Всё — ретроспективно. А тогда, в 1942-м — с натуры: толпа у военкомата, слезы прощальные, калека на пороге избы: «Мне б ночевать, дом колхозника полон». Вокруг все рушится, горизонт полыхает, война нависла … но обходит героя огнем.
Расставались с тобой
Мы на камском на льду.
Где тебя, дорогой,
Я теперь найду?
Где подмосковный дом колхозника, а где камский лед?
Через полтора десятка лет написан философский этюд «Соль», съеденный пуд которой прослеживается от детского смакования каш до воинского форсирования реки («Соль не мочить!»), после чего возникает еще одна картинка: «Помню квадрат с мертвой хваткой прутья, где мы истошно кричали от боли! — Не приносите нам больше питья, если нет воли, дайте нам соли!»
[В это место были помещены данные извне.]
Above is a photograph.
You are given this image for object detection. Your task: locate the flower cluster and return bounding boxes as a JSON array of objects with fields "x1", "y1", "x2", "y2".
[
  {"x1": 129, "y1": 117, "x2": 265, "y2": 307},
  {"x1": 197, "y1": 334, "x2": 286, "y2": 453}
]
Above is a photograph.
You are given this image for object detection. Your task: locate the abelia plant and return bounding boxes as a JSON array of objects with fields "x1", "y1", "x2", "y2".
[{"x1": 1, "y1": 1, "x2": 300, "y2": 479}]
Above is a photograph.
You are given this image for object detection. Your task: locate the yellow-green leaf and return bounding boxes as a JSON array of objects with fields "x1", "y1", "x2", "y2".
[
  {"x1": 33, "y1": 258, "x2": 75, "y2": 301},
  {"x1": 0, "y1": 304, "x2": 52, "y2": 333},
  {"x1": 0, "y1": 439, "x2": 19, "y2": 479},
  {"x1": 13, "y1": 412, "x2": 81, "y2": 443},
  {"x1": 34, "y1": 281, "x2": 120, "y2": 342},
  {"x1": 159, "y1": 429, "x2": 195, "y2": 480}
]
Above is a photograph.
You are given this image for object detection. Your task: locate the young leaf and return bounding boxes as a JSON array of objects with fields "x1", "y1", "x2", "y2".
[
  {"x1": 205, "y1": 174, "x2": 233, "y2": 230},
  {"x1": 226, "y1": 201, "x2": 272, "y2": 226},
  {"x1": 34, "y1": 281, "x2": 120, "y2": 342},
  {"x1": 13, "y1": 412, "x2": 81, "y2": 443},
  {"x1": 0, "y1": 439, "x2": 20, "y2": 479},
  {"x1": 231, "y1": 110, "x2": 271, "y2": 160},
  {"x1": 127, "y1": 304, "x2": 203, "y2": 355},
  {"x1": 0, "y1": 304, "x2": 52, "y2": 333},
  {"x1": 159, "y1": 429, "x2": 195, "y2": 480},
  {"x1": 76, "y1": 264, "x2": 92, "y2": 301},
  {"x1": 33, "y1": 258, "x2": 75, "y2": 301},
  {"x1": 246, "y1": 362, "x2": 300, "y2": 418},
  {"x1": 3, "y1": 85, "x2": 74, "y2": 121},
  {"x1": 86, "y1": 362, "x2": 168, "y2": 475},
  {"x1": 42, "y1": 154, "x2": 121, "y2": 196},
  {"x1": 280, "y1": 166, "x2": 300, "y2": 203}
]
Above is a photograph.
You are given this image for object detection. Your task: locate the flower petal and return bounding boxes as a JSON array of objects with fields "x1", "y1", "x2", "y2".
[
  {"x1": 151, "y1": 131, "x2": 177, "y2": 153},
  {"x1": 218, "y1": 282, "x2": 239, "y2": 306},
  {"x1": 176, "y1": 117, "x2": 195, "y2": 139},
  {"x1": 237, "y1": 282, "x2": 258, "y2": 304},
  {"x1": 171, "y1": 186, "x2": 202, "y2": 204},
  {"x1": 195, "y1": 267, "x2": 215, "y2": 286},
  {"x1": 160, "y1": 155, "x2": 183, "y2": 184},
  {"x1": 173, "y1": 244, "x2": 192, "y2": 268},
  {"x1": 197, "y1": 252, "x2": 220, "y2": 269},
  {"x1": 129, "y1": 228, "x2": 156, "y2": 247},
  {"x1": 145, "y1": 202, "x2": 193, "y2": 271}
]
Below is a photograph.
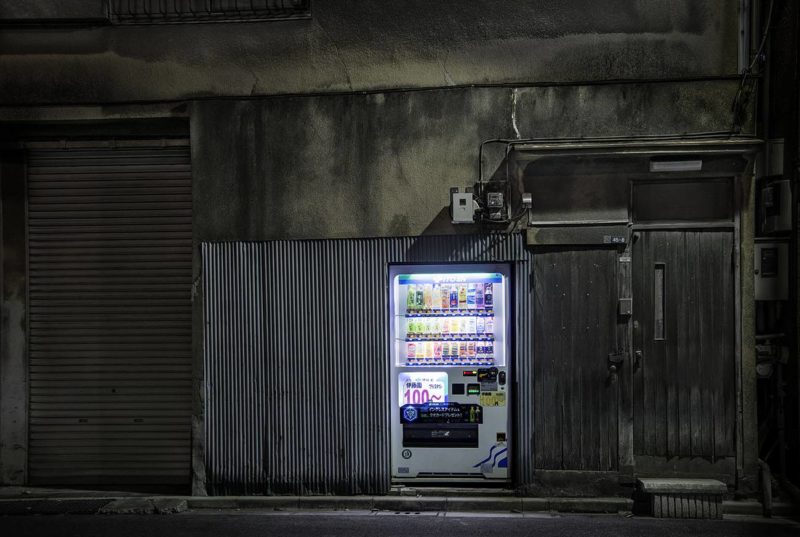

Слова «нет воли» впервые приоткрывают правду о том, что случилось с Боковым в лейтенантской школе в 1942 году.
Полтора десятилетия спустя — очная ставка: диалог сверстеников:
Майор во френчике защитном
Стоит и курит у окна.
Все шрамы у него зашиты,
В нем, как в кургане, спит война…
— А вы в каких войсках сражались? —
Он пиво пил, в меня глядел.
Оцепенело губы сжались:
— Я не сражался — я сидел.
Оцепенелое молчание, воцарившееся после такого признания, нарушено еще двадцать лет спустя:
Я не воевал — сидел!
Пороху не нюхал в Орше.
Но однако поседел,
Было мне намного горше.
И лишь еще через пять лет сиделец и фронтовик дерябнули, наконец, из общей солдатской фляги окопного спирта. Произошло это (поэтически) в последний год Двадцатого века.
В книге «День за днем», вышедшей за десять лет до этой коды, Боков расквитался со своими следователями, рассказав, как его арестовали «не за что» (естественно), и вместо фронта выпал ему Сиблаг: зона, кайло, ночи на пнях.
Мой стих исповедален,
Ему в полях просторно.
Вставай, товарищ Сталин,
Сажай меня повторно!
Повторно никто не посадил. Исповедь влилась в поток лагерной литературы. В связи с чем веселый балалаешник впервые, кажется, поделился своими мыслями о роли личности в истории.